The new norms allow companies in the manufacturing and infrastructure sector to borrow more from overseas to pay back their outstanding domestic loans, which were borrowed at a higher cost.
“Indian companies in manufacturing and infrastructure sector having foreign exchange earnings can now access ECB for repayment of their outstanding rupee loans towards capital expenditure and fresh rupee capital expenditure under the approval route,” RBI said. The overall ceiling for such ECBs has been capped at $10 billion.
The existing limit for investment in G-Sec by the Foreign Institutional Investors (FII) registered with the Securities and Exchange Board of India (Sebi) has been increased by $5 billion. This would raise the limit for FII investment in G-Secs from $15 billion to $20 billion.
To increase the participation of overseas investors in G-Sec, the central bank allowed long-term investors like Sovereign Wealth Funds (SWFs), multilateral agencies, endowment funds, insurance funds, pension funds and foreign central banks buy such securities.
Additionally, the RBI also permitted Qualified Foreign Investors (QFI) to invest in those mutual funds scheme that hold at least 25 per cent of their assets (either in debt or equity or both) in infrastructure sector under the current $3 billion sub limit for investment in mutual fund related to infrastructure.
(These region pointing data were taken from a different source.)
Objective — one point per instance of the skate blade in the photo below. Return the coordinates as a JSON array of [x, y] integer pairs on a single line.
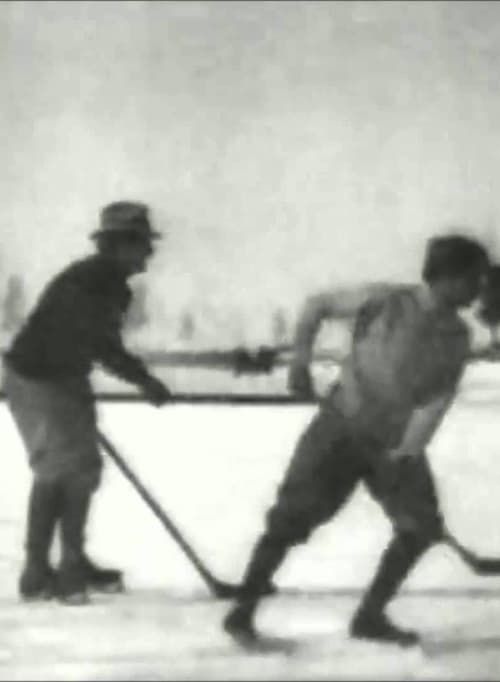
[[262, 644], [113, 588], [78, 599]]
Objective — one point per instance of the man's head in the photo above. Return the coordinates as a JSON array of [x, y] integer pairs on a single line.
[[455, 267], [125, 235], [489, 309]]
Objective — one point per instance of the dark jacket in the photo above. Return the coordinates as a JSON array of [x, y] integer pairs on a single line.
[[75, 323]]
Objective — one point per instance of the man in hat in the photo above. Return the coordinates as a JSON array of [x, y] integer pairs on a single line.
[[75, 324], [408, 351]]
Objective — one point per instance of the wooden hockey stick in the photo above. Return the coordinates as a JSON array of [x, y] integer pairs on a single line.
[[219, 588], [481, 565]]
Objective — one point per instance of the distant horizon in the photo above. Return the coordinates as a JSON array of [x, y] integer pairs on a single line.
[[282, 147]]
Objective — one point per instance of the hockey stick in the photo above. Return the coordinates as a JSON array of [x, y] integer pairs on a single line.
[[219, 588], [479, 564]]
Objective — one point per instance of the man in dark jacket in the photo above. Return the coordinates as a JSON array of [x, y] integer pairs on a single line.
[[75, 324]]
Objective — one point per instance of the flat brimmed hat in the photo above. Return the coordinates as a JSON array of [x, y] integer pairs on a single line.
[[126, 217]]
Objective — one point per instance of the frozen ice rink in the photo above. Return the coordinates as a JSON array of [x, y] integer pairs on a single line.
[[215, 470]]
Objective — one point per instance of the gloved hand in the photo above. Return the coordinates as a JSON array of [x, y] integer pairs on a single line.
[[300, 381], [155, 391]]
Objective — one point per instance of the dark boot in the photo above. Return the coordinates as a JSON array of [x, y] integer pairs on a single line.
[[266, 558], [72, 578], [38, 579], [370, 622], [108, 580]]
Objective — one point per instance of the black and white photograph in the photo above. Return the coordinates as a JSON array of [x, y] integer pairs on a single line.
[[250, 340]]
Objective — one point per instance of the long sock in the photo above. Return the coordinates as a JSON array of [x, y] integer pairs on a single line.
[[76, 503], [266, 558], [44, 508]]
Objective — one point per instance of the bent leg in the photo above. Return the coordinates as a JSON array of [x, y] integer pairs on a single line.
[[412, 506], [321, 476], [44, 507]]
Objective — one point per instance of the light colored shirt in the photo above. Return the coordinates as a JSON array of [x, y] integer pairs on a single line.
[[405, 354]]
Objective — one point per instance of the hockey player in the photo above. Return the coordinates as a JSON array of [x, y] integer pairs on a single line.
[[345, 303], [408, 351], [75, 324]]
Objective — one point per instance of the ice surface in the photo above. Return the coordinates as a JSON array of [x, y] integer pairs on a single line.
[[215, 470]]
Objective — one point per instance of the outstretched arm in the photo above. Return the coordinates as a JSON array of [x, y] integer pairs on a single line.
[[339, 304]]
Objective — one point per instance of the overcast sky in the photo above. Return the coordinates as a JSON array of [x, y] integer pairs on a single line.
[[283, 146]]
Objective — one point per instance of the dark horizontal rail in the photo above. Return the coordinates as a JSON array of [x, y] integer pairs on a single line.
[[205, 398]]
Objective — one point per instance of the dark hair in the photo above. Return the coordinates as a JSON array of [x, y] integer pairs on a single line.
[[452, 256], [490, 297]]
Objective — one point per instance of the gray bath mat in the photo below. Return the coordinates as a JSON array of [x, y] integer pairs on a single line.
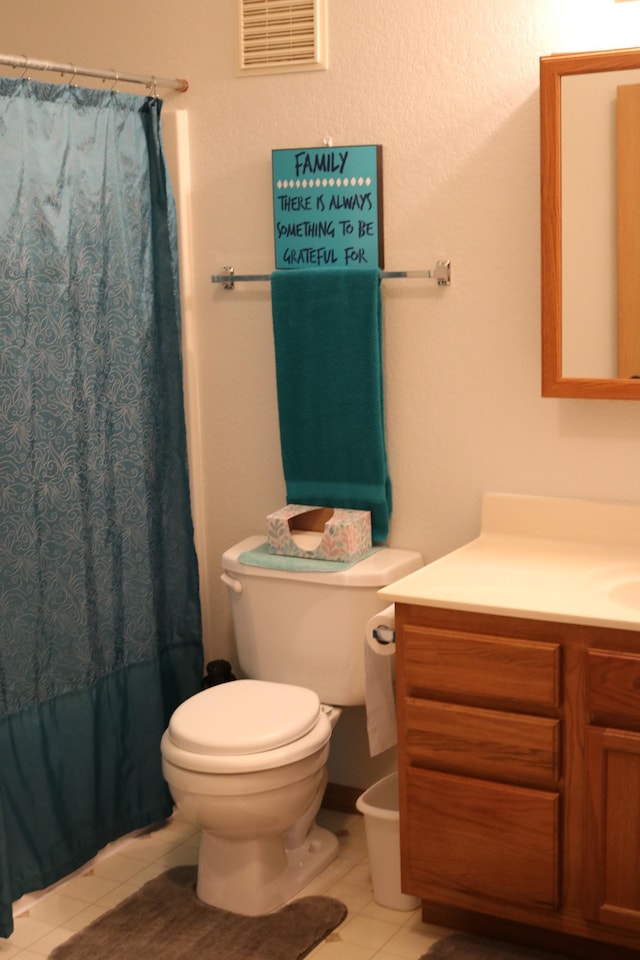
[[164, 920]]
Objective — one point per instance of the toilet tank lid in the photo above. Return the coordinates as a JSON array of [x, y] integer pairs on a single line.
[[378, 569], [244, 716]]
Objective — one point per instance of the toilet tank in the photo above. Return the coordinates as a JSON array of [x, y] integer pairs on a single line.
[[309, 628]]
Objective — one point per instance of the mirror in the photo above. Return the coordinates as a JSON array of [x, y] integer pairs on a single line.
[[590, 231]]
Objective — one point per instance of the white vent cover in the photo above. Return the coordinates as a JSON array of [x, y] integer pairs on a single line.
[[277, 36]]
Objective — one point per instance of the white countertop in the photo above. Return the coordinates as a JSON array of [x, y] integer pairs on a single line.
[[542, 558]]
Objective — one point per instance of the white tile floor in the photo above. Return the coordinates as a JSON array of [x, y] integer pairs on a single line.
[[369, 931]]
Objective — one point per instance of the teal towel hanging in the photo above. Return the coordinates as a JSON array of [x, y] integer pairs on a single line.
[[328, 340]]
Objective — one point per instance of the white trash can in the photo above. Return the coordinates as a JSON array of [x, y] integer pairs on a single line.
[[379, 804]]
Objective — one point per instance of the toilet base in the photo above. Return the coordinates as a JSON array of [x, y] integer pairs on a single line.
[[258, 876]]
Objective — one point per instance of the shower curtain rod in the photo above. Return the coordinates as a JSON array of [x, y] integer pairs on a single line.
[[27, 63]]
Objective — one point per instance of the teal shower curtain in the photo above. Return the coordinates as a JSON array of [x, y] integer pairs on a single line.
[[100, 634]]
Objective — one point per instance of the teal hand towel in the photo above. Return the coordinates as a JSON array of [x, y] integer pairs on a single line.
[[328, 344]]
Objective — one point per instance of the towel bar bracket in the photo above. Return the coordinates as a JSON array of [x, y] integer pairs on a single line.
[[441, 274]]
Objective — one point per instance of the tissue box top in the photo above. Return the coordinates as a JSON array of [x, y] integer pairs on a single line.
[[319, 533]]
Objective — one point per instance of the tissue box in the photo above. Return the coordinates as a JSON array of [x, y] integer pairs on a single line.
[[319, 533]]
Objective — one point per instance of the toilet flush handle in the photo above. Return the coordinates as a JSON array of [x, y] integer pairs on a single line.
[[234, 585]]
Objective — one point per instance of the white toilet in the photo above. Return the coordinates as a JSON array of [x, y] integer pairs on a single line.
[[247, 760]]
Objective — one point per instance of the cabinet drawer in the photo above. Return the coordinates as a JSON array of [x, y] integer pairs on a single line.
[[489, 744], [475, 844], [453, 665], [613, 688]]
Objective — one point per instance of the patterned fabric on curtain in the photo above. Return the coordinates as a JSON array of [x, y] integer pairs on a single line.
[[100, 634]]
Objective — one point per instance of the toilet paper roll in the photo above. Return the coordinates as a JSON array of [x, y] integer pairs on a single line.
[[381, 632], [379, 674]]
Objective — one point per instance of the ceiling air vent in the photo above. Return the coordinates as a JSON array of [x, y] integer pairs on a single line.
[[277, 36]]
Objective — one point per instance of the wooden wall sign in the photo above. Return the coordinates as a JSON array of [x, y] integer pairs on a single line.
[[327, 207]]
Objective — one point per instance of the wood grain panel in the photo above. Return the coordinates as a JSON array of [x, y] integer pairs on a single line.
[[613, 688], [472, 668], [492, 744], [472, 842], [612, 835]]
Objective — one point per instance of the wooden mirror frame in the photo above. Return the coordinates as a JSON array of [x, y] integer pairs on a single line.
[[552, 69]]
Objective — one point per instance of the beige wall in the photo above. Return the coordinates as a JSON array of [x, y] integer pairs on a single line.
[[450, 89]]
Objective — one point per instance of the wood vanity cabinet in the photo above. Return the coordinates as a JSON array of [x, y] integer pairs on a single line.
[[519, 770]]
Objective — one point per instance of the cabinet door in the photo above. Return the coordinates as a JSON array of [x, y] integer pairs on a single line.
[[477, 844], [612, 835]]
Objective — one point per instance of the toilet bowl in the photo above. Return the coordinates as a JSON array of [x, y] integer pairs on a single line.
[[246, 761]]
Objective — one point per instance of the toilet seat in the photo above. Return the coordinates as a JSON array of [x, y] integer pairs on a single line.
[[245, 725]]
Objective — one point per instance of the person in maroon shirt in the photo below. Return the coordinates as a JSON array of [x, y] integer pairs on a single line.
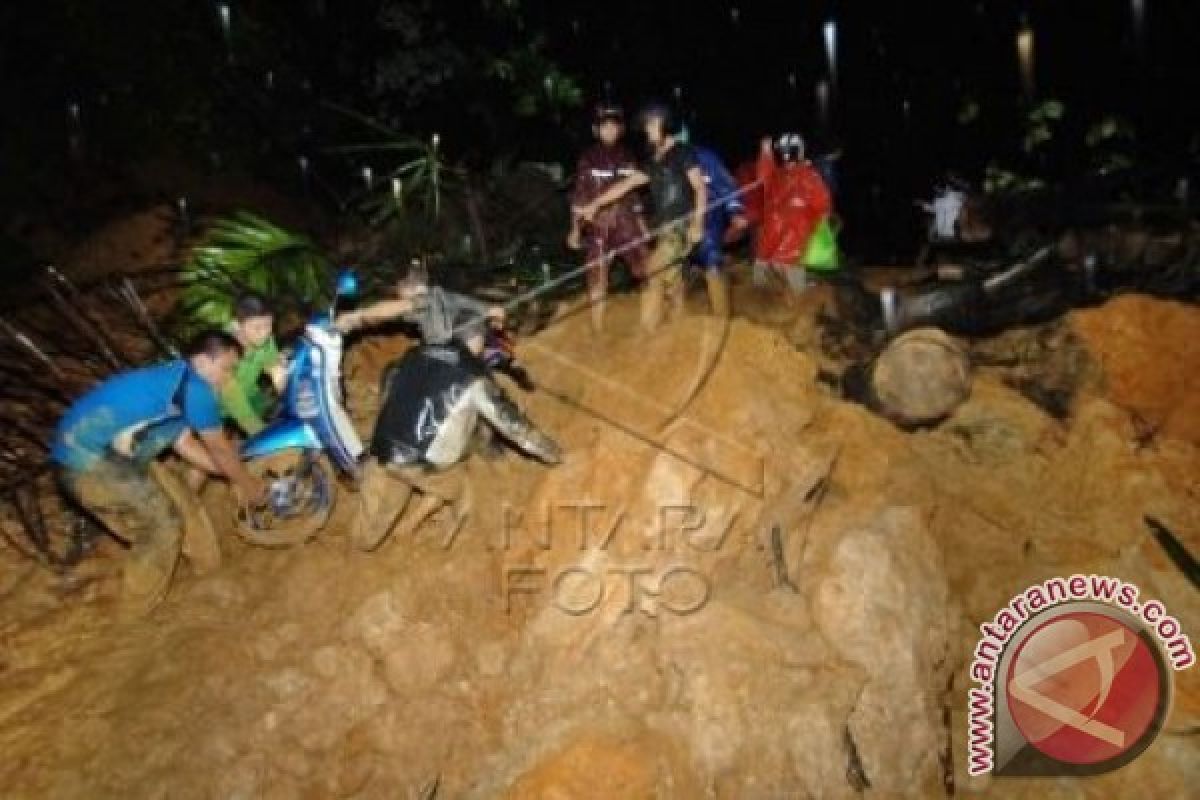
[[618, 229]]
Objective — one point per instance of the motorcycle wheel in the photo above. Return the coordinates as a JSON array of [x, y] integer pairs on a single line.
[[303, 493]]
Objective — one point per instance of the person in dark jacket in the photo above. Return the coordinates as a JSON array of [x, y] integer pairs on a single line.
[[679, 198], [617, 230], [433, 400], [106, 447]]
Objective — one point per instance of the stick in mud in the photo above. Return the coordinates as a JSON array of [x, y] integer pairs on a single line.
[[778, 561]]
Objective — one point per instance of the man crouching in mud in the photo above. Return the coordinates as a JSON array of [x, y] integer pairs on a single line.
[[106, 445], [433, 398]]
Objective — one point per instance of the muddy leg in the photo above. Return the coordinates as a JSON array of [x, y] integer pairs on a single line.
[[127, 501], [382, 499], [436, 489], [661, 270], [201, 547], [598, 290], [718, 293]]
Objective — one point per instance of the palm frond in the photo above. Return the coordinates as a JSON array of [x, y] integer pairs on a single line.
[[246, 252]]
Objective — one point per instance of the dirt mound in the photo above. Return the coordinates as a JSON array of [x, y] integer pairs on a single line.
[[737, 585], [1150, 353]]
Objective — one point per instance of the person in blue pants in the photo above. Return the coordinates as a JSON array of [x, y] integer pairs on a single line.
[[106, 445], [724, 220]]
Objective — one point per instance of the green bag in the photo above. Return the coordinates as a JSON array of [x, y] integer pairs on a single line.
[[821, 254]]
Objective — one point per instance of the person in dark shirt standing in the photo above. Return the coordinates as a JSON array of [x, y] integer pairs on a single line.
[[617, 229], [679, 198]]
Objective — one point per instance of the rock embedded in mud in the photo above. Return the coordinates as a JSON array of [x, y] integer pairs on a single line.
[[883, 605], [921, 377]]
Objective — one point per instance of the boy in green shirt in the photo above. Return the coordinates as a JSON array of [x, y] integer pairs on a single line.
[[243, 398]]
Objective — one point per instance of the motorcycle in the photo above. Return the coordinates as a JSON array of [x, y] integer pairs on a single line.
[[293, 453]]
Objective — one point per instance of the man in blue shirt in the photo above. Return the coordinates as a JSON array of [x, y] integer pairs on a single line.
[[725, 218], [107, 440]]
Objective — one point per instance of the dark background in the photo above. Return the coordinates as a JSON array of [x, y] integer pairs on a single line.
[[151, 77]]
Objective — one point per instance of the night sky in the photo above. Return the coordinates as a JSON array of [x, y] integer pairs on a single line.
[[743, 68]]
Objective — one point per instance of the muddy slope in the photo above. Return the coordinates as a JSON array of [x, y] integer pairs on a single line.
[[809, 582]]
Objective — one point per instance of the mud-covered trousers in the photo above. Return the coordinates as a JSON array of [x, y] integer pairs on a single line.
[[664, 290]]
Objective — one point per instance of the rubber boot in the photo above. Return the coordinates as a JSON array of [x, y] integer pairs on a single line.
[[597, 310], [718, 294]]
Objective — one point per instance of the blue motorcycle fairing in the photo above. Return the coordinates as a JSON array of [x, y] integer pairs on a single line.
[[281, 434]]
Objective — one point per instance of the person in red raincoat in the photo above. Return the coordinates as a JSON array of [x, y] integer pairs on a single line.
[[617, 230], [795, 200]]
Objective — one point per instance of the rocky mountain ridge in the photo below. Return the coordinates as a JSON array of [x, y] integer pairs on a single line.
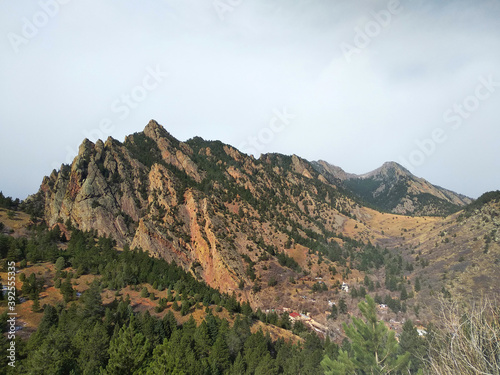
[[239, 223], [392, 188]]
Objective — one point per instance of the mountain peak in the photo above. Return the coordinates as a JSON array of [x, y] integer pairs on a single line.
[[389, 168], [154, 130]]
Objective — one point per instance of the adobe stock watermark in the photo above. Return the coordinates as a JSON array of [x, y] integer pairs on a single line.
[[255, 144], [455, 117], [11, 314], [364, 36], [225, 6], [30, 27], [121, 108]]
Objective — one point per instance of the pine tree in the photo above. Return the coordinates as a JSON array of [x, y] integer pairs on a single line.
[[411, 342], [417, 284], [374, 348], [219, 358], [128, 351], [67, 290]]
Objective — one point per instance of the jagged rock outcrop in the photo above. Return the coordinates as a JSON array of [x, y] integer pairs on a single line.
[[210, 208]]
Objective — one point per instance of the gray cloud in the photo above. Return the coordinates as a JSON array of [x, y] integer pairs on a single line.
[[227, 77]]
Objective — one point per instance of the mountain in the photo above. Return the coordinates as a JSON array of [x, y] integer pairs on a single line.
[[267, 229], [392, 188], [223, 215]]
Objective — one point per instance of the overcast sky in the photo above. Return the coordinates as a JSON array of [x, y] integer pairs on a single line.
[[355, 83]]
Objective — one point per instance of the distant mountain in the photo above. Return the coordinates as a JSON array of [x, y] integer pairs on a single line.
[[243, 224], [392, 188]]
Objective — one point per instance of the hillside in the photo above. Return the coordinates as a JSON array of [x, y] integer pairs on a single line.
[[274, 229], [392, 188]]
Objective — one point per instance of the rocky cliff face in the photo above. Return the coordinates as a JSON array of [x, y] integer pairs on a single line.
[[201, 204], [234, 221]]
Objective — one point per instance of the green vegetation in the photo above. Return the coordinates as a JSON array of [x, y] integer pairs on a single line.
[[373, 347]]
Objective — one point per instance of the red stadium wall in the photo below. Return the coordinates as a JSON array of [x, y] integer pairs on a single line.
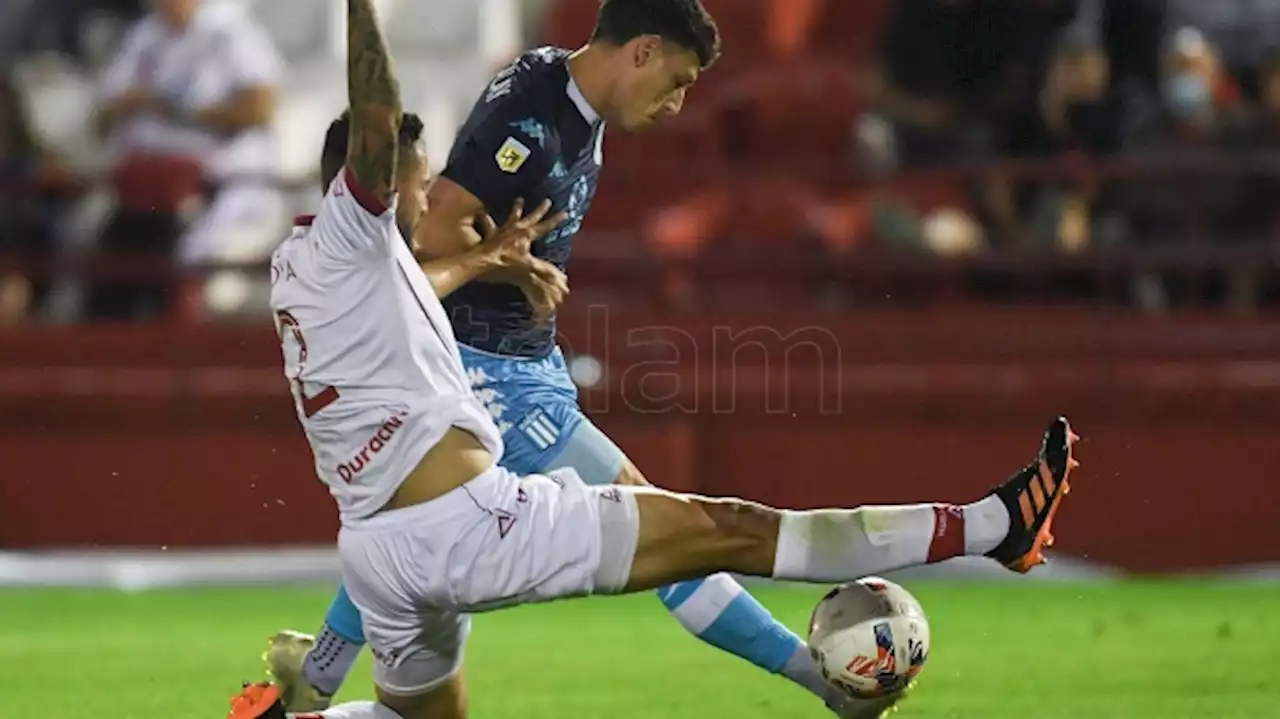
[[183, 436]]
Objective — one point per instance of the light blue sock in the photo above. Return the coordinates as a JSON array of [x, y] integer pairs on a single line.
[[721, 613], [337, 646], [343, 618]]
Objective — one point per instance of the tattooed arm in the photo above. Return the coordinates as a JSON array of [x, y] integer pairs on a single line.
[[375, 102]]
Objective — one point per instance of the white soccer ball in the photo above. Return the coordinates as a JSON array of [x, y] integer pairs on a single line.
[[869, 637]]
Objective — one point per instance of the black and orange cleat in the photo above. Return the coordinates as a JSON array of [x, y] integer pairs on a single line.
[[1032, 497], [260, 700]]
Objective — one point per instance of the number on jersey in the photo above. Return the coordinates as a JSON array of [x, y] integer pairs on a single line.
[[311, 406]]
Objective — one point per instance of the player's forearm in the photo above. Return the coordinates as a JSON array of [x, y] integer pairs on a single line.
[[448, 274], [374, 99], [250, 108]]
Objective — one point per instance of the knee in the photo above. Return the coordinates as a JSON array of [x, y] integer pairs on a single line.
[[631, 476], [740, 521], [447, 701]]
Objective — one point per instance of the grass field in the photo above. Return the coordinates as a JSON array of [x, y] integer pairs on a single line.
[[1022, 650]]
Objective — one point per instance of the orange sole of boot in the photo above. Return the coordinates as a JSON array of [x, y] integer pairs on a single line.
[[1034, 557]]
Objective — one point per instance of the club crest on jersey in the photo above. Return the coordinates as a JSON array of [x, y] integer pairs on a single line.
[[511, 156]]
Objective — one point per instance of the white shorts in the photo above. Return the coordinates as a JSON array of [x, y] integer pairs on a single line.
[[497, 541]]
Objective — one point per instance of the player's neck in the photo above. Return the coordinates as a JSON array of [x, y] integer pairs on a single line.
[[586, 67]]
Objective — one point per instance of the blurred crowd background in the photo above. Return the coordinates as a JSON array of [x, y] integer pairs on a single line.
[[841, 152]]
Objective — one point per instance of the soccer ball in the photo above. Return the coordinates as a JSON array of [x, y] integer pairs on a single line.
[[869, 637]]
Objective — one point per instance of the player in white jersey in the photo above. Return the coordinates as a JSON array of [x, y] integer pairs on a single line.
[[434, 530]]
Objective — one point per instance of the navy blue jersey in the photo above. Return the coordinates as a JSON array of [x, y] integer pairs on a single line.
[[531, 134]]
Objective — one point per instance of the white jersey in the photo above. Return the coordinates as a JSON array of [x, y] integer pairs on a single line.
[[368, 351]]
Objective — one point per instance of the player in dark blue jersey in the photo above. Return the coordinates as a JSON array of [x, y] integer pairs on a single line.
[[536, 133]]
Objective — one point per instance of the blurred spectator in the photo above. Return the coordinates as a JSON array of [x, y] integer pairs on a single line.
[[1198, 110], [65, 27], [950, 68], [187, 105], [1072, 118], [33, 192]]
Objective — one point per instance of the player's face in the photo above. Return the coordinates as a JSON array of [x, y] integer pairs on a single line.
[[177, 13], [656, 83], [411, 187]]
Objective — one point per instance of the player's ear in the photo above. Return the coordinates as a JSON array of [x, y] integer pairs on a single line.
[[647, 50]]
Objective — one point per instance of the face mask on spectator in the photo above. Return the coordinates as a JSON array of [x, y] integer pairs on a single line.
[[1187, 95]]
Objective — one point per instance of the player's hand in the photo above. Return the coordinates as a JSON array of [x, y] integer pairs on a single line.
[[545, 288], [510, 244]]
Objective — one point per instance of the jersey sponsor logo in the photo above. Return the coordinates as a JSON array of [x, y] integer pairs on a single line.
[[382, 438], [512, 155], [506, 520]]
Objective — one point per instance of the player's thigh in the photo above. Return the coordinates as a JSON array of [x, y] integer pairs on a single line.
[[595, 458], [549, 536], [448, 700], [686, 536], [392, 569]]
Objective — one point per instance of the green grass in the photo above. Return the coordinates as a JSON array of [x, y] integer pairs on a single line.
[[1128, 651]]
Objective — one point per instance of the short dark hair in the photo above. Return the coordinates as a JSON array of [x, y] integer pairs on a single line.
[[334, 154], [681, 22]]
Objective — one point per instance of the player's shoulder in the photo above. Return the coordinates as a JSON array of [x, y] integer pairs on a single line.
[[529, 85]]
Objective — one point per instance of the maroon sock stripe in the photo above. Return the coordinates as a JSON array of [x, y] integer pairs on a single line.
[[947, 532]]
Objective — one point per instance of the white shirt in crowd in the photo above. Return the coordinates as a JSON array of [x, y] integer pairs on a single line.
[[369, 352], [222, 51]]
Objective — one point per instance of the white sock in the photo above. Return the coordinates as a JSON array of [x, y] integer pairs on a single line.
[[353, 710], [840, 545]]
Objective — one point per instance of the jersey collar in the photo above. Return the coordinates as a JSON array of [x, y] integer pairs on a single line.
[[584, 108]]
“The $10 billion limit is less. It should have been at about $50 billion. I doubt whether these measures are good enough to make a major impact on rupee,” Jamal Mecklai, CEO, Mecklai Financial Services said.
“The steps announced are probably minimal at this time but could lead to some inward capital flows if it is supported by stronger fundamentals. We were however hoping for a broad based set of strong actions as well as policy reforms that could have a positive bearing on the environment,” R. V. Kanoria, president, FICCI, said.
RBI rhetoric fails to cheer market, rupee
The measures announced by the Reserve Bank of India (RBI) on Monday to shore up the rupee failed to enthuse the market participants as both the equity markets and the local currency gave away most of their intra-day gains.
The rupee, which is one of the worst performing currencies in Asia rallied higher by 74 paise to hit 56.37 to the dollar in the intra-day trade expecting a major boost from the RBI and the government.
However, rupee reversed its gains by 64 paise to close at 57.01 to dollar as the measures announced by the RBI fell below market expectation.
Similar sentiments was also witnessed in the equity market with the Sensex sliding 249 points or 1.45 per cent from its days high to close at 16,882.16, down 90.35 points from its previous close. The Nifty closed at 5,114.65, down 0.61 per cent or 31.40 points.
“The RBI disappointed the market as they were expecting major measures like an increase in interest rate for NRI deposit, allowing FDI in some key sectors and issue of millennium bonds among others,” Abhishek Goenka, chief executive officer, India Forex Advisors said.